De door de verdediging geuite zorgen zijn gebaseerd op enkele berichten in de media en hebben betrekking op gebeurtenissen van enige tijd geleden. Gelet daarop is naar het oordeel van de rechtbank geen sprake van objectieve, betrouwbare, nauwkeurige en naar behoren bijgewerkte gegevens over de detentieomstandigheden in België op dit moment. Hetgeen de verdediging heeft aangevoerd, geeft in het licht van het hiervoor weergegeven toetsingskader dan ook geen aanleiding voor nader onderzoek en vormt geen beletsel voor het toestaan van de overlevering aan België.
De rechtbank komt gelet hierop niet toe aan de vraag of de eerdergenoemde garantie door de Belgische autoriteit met betrekking tot de gevangenis te Lantin moet worden verstrekt.

7.Slotsom

Nu is vastgesteld dat het EAB voldoet aan de eisen van artikel 2 OLW en ook overigens geen weigeringsgronden aan de overlevering in de weg staan, dient de overlevering te worden toegestaan.
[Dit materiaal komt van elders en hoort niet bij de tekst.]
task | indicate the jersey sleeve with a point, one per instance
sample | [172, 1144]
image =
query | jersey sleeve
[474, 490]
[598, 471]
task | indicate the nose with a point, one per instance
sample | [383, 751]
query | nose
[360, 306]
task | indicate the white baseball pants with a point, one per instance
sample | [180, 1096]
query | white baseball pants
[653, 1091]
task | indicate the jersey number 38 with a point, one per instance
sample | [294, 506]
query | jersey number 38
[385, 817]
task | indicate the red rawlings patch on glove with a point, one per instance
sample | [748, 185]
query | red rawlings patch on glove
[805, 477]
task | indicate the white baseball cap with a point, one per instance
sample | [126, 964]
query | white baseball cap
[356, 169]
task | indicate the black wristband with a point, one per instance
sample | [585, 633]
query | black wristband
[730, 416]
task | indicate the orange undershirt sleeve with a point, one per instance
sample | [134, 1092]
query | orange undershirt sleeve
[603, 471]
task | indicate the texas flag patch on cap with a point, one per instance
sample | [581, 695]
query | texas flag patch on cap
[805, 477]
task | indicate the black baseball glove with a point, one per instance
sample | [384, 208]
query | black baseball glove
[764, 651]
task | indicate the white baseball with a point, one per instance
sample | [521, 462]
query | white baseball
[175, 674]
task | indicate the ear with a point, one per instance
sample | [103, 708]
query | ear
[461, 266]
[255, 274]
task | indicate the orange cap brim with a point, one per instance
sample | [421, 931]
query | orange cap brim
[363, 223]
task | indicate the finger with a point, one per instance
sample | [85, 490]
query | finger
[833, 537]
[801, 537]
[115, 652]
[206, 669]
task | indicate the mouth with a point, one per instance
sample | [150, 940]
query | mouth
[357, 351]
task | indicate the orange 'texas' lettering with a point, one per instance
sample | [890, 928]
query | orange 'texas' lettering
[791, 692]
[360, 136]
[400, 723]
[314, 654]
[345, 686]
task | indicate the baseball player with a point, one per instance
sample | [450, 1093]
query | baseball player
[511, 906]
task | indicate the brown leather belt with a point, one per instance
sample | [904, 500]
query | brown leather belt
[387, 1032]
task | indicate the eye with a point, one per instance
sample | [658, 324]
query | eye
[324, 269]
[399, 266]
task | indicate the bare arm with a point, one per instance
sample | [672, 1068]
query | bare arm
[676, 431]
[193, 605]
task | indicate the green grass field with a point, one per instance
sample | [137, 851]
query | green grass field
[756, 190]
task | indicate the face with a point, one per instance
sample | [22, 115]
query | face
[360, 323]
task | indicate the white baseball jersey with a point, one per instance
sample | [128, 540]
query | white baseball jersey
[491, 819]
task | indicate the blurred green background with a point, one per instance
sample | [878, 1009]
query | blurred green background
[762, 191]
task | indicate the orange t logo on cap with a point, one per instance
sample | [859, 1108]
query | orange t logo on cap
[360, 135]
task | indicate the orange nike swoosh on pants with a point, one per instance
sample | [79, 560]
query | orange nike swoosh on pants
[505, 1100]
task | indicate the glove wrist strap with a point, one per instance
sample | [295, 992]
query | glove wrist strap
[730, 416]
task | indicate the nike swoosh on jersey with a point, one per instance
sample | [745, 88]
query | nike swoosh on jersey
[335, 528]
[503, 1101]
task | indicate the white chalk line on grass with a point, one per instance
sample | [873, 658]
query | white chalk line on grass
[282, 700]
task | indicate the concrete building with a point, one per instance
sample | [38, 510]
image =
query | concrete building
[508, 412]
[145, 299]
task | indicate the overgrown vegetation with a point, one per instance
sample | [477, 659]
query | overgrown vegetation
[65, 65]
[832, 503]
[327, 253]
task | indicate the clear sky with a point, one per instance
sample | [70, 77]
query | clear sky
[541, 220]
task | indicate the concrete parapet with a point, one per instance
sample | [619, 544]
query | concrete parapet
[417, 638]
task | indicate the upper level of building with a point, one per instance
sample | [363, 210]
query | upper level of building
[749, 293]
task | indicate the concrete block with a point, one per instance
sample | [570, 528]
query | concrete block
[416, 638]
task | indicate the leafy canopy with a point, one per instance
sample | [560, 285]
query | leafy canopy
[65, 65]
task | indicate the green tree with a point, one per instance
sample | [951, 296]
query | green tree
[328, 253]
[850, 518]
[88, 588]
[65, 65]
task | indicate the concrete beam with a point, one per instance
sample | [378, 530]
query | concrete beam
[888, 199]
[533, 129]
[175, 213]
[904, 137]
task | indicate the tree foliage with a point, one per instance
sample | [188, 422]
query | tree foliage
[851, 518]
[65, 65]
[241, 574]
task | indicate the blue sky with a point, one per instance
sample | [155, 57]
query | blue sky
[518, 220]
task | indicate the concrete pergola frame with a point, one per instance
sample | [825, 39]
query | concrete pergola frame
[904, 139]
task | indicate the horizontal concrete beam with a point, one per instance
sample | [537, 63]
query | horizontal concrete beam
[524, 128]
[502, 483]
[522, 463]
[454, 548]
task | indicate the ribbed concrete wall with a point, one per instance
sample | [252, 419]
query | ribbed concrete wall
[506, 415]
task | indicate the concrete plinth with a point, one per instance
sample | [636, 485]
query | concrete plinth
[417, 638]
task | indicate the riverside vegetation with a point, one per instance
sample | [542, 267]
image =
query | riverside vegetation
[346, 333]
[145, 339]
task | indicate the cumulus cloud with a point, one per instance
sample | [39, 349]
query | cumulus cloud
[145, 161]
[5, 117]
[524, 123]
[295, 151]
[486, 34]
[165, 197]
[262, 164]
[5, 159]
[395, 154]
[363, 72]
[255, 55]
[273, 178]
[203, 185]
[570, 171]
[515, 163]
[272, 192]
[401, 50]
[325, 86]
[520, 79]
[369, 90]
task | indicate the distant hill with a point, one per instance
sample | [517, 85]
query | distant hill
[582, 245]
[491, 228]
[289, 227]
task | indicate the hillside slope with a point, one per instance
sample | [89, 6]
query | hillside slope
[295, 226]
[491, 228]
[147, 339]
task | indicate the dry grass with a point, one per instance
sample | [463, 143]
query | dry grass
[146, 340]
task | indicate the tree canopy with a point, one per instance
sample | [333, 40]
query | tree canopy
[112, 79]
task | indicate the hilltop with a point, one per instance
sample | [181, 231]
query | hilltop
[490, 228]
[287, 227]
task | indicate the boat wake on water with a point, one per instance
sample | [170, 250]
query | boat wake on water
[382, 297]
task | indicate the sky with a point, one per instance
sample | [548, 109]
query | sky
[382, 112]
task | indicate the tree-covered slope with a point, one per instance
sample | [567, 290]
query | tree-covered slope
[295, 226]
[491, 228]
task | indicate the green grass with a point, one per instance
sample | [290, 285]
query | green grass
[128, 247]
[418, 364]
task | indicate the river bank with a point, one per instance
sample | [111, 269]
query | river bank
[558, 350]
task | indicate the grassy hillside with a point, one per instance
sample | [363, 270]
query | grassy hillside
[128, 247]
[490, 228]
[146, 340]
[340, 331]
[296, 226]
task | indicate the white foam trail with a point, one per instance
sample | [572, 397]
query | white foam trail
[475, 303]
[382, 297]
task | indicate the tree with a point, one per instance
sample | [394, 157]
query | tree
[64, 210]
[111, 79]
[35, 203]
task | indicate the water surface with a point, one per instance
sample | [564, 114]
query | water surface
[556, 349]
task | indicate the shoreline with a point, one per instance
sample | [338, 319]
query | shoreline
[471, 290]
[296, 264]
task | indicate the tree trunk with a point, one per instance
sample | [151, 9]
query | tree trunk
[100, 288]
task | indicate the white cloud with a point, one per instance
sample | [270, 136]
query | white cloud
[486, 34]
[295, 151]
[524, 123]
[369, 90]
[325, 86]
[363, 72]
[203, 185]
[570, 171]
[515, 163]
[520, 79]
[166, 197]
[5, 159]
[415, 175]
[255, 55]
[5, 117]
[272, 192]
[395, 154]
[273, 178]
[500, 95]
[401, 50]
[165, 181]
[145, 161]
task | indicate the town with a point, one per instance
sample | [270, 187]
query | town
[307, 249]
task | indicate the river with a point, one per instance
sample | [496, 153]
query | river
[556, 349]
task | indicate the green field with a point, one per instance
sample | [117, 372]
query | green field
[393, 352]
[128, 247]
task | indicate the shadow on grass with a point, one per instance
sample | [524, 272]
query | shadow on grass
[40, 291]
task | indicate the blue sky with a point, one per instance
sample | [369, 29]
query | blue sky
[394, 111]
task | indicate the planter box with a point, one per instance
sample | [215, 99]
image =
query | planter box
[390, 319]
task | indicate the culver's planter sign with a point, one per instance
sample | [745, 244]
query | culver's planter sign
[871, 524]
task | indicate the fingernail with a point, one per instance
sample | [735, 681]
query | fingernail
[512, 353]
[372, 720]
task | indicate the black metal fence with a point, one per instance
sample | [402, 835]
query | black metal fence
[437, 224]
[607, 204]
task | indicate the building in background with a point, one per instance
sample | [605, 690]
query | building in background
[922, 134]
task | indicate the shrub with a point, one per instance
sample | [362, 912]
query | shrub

8.Toepasselijke wetsartikelen

De artikelen 2, 5 en 7 OLW.

9.Beslissing

STAAT TOEde overlevering van
[opgeëiste persoon]aan de
Onderzoeksrechter in de Rechtbank van eerste Aanleg Antwerpen, afdeling Antwerpen(België).
Aldus gedaan door
mr. C. Klomp, voorzitter,
mrs. M. Snijders Blok-Nijensteen en C. Huizing-Bruil, rechters,
in tegenwoordigheid van mr. H.L. van Loon, griffier,
en uitgesproken ter openbare zitting van 20 mei 2020.
Ingevolge artikel 29, tweede lid, OLW staat tegen deze uitspraak geen gewoon rechtsmiddel open.